The many roads to employment
     The Downeast Correctional Facility in Bucks Harbor was back in the news at the end of April with the legislature contemplating two bills on the pre-release center's future. At the public hearings held for the bills, Department of Corrections Commissioner Randall Liberty testified that the department had made the decision to move forward with a pre‑release center, but not at the existing but closed campus. Rep. Will Tuell of East Machias said, "I believe we are missing out if we go with a scaled‑down facility somewhere other than Bucks Harbor." He continued, "We had a facility that worked and really don't need a knock‑off." In early May, many in the Downeast area were relieved to hear that Governor Janet Mills and the Washington County delegation had reached an agreement to build a new pre‑release center on the existing campus. The pre‑release model is for low‑security inmates in the last few years of their sentence who learn valuable job skills through work‑release opportunities and other programs.
     A long‑vacant storefront in downtown Machias was in the news in early October as the future home of the Machias Valley Center for Entrepreneurship. The center will be for community members to explore entrepreneurship models with a business incubator program, classes and workshops. It will also have co‑working space available by membership fee that will provide office and meeting room space and equipment and technology necessary for running a business.

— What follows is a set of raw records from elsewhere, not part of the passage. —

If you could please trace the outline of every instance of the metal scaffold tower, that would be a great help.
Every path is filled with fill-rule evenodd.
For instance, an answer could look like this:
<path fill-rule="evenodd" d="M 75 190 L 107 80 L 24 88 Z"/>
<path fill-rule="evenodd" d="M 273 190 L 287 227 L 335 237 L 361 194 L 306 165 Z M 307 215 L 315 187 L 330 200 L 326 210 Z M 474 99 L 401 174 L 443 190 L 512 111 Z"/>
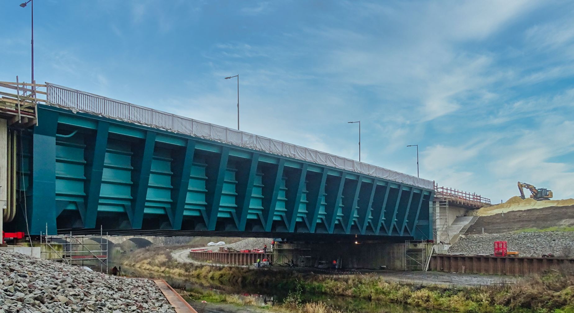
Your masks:
<path fill-rule="evenodd" d="M 428 270 L 432 255 L 432 243 L 426 241 L 407 240 L 405 242 L 405 269 Z"/>
<path fill-rule="evenodd" d="M 70 265 L 108 271 L 107 235 L 41 236 L 41 257 Z"/>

     In early November a profile of a number of telecommuters showed the benefits of far better information technology infrastructure than was found just 10 years ago. Telecommuters ran the gamut from those near retirement who moved to the region and continued to work full- or part‑time in their new homes with translation services and data science, to Washington County natives returning to their much‑loved roots and quality of life while bringing with them high‑caliber work in architectural drafting or study‑abroad travel programming.